= Maes–Garreau law =

Rule of thumb about prediction dates

The Maes–Garreau law is the statement that "most favorable predictions about future technology will fall within the Maes–Garreau point", defined as "the latest possible date a prediction can come true and still remain in the lifetime of the person making it". Specifically, it relates to predictions of a technological singularity or other radical future technologies.

It has been referred to as a "law of human nature", although Kelly's evidence is anecdotal.

==Origin==
Kevin Kelly, editor of Wired magazine, created the law in 2007 after being influenced by Pattie Maes at MIT and Joel Garreau (author of Radical Evolution).

In 1993, Maes listed a number of her colleagues at MIT that had publicly predicted mind uploading (the replication of a human brain on a computer), and noted that the innovations were generally slated to occur approximately 70 years after the birth of the predictor. As quoted by her colleague Rodney Brooks:

She took as many people as she could find who had publicly predicted downloading of consciousness into silicon, and plotted the dates of their predictions, along with when they themselves would turn seventy years old. Not too surprisingly, the years matched up for each of them. Three score and ten years from their individual births, technology would be ripe for them to download their consciousnesses into a computer. Just in the nick of time! They were each, in their own minds, going to be remarkably lucky, to be in just the right place at the right time.

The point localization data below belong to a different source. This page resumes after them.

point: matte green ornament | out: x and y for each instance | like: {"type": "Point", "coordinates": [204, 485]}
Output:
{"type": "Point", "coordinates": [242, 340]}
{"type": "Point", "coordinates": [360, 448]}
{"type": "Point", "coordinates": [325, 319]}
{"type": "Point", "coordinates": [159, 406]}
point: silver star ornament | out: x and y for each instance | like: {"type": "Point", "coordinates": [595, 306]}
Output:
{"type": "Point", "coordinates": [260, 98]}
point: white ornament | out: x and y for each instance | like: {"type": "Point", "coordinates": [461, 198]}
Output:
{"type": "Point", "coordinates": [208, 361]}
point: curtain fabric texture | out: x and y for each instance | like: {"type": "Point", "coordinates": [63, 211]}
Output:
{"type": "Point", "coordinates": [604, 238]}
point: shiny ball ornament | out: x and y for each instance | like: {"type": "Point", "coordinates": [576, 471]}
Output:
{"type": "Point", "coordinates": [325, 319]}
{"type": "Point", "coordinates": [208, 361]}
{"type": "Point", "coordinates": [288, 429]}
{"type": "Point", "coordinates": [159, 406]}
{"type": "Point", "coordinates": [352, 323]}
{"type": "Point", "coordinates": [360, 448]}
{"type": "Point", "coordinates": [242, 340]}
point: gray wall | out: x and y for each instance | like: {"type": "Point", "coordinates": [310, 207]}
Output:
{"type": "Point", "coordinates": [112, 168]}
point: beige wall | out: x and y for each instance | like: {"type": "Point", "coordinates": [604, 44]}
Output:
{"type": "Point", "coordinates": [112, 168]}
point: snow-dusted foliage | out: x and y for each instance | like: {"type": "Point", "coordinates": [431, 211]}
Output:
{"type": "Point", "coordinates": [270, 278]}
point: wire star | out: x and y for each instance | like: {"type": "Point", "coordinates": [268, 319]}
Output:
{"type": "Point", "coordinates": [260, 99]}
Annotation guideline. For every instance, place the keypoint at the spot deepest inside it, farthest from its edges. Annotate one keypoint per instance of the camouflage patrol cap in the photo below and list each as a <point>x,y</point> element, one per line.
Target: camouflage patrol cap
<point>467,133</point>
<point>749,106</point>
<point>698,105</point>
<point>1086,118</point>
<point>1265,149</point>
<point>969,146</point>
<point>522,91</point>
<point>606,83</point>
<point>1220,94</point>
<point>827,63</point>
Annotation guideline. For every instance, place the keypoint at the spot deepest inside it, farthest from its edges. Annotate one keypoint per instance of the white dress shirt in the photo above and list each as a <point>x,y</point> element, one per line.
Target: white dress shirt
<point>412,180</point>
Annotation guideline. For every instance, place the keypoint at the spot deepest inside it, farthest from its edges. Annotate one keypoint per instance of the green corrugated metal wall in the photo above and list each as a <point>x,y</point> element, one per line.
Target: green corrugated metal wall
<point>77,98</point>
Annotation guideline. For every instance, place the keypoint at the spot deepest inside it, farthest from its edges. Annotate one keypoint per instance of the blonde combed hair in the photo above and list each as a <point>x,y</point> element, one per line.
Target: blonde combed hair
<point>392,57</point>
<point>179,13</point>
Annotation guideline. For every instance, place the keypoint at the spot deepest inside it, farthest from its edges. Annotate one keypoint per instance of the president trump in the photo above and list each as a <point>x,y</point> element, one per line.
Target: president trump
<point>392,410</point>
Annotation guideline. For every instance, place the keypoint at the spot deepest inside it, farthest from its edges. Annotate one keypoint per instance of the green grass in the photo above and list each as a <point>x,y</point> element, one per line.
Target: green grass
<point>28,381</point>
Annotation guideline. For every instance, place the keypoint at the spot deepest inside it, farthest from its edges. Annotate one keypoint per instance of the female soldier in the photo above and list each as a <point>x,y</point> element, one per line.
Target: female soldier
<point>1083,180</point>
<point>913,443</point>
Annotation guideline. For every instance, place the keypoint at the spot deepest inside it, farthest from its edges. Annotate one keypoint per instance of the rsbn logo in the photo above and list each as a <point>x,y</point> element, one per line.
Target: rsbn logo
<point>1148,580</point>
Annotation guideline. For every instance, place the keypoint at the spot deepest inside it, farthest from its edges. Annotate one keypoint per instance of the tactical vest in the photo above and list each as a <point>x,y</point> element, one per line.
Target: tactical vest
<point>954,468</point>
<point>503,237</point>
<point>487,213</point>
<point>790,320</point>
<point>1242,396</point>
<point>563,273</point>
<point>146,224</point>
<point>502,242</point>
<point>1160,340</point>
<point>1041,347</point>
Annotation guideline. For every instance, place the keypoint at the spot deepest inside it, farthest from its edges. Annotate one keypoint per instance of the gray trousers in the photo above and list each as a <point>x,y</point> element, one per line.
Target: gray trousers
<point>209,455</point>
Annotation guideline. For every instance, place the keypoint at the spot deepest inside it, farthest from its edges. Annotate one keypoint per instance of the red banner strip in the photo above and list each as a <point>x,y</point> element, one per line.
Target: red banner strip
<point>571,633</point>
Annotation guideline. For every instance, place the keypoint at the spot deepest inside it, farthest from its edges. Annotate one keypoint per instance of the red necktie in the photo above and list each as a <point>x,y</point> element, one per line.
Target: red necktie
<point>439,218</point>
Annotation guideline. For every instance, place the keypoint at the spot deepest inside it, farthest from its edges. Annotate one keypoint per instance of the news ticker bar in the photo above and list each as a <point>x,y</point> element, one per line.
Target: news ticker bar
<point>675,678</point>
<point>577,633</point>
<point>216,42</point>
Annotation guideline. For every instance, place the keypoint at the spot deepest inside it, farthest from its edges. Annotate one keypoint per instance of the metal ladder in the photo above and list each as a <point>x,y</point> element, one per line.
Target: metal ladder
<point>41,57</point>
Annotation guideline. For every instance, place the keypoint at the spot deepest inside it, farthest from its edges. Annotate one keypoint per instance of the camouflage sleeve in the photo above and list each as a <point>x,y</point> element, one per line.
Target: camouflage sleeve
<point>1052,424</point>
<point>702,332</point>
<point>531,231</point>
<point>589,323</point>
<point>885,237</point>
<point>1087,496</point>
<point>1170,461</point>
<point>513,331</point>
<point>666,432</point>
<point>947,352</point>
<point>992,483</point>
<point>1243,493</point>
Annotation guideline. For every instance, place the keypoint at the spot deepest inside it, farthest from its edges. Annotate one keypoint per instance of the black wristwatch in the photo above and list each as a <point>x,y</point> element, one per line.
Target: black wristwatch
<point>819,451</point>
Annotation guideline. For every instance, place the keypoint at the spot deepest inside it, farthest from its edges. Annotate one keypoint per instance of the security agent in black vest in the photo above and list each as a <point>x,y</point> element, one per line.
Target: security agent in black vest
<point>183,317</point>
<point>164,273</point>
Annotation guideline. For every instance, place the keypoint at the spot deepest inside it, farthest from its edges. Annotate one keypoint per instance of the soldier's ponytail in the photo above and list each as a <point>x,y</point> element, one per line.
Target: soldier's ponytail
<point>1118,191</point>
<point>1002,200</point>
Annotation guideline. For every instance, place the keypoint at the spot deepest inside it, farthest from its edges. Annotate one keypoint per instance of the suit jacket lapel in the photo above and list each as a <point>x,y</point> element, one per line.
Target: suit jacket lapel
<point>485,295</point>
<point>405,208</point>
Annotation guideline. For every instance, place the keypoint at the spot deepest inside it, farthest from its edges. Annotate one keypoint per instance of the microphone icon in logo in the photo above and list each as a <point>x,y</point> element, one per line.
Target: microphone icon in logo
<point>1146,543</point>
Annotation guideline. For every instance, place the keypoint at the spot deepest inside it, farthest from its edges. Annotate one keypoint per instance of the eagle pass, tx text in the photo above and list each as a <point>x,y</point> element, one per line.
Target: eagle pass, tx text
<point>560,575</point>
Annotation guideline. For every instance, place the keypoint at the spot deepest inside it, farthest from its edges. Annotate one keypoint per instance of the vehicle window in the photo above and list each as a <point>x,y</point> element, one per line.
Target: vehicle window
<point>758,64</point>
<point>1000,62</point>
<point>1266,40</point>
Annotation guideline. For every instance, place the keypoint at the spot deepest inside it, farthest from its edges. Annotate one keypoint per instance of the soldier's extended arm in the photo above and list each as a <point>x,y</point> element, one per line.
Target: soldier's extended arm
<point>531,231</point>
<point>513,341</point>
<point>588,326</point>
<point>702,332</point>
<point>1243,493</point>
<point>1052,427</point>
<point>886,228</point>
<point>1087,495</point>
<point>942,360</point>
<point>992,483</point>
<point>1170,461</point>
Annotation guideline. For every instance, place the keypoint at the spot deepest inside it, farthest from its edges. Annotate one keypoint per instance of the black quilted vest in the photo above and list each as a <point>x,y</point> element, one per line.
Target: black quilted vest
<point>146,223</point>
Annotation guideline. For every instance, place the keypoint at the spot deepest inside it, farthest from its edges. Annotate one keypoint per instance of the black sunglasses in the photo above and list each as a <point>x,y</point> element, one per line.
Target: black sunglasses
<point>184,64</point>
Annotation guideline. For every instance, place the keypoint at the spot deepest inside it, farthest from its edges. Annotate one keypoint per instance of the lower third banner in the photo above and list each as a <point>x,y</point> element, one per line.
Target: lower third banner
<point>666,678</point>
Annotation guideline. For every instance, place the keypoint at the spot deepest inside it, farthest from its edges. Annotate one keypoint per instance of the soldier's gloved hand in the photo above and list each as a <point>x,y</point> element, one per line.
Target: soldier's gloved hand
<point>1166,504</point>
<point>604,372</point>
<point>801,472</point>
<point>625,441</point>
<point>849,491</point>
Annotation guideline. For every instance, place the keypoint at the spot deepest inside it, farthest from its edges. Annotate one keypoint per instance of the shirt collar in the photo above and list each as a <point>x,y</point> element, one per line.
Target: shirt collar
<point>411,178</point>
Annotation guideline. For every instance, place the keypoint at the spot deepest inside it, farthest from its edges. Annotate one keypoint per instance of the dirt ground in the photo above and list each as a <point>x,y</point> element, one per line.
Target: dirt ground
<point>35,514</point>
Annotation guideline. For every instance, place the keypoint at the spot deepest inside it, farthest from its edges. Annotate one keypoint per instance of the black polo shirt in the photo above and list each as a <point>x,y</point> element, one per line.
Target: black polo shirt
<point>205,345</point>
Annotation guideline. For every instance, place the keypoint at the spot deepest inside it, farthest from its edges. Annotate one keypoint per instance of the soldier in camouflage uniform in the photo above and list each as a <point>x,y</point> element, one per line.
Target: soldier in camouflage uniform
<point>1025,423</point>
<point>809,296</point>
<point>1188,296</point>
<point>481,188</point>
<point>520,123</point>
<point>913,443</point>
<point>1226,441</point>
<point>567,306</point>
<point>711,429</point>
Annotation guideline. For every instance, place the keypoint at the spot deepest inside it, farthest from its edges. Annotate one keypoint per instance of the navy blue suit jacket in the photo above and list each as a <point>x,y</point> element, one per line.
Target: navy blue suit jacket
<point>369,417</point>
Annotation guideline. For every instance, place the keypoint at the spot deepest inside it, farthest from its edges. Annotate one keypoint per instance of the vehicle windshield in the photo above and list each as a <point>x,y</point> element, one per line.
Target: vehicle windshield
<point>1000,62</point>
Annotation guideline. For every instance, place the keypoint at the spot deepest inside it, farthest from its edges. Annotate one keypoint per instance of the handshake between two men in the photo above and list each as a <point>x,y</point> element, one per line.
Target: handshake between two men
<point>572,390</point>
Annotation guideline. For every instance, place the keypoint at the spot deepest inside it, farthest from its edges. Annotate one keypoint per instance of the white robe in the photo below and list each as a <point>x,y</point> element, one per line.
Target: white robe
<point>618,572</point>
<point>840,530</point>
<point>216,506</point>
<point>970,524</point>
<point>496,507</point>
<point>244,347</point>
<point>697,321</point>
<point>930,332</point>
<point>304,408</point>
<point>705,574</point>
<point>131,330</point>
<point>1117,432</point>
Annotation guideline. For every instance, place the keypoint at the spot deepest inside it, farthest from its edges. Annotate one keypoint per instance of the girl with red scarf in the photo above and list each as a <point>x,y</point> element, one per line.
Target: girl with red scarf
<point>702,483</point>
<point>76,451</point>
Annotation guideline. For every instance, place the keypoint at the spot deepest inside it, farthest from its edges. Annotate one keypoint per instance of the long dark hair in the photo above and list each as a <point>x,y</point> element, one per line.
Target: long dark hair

==Failed attempts to verify Maes-Garreau==
The Machine Intelligence Research Institute released a paper detailing a much larger set of 95 AI predictions extracted from a database of 257 AI predictions, which finds a broad array of estimates significantly before and after a predictor's estimated longevity, thus contradicting the law. MIRI states a stronger rule as being "Maes-Garreau": "the predictor expects AI to be developed at the exact end of their life."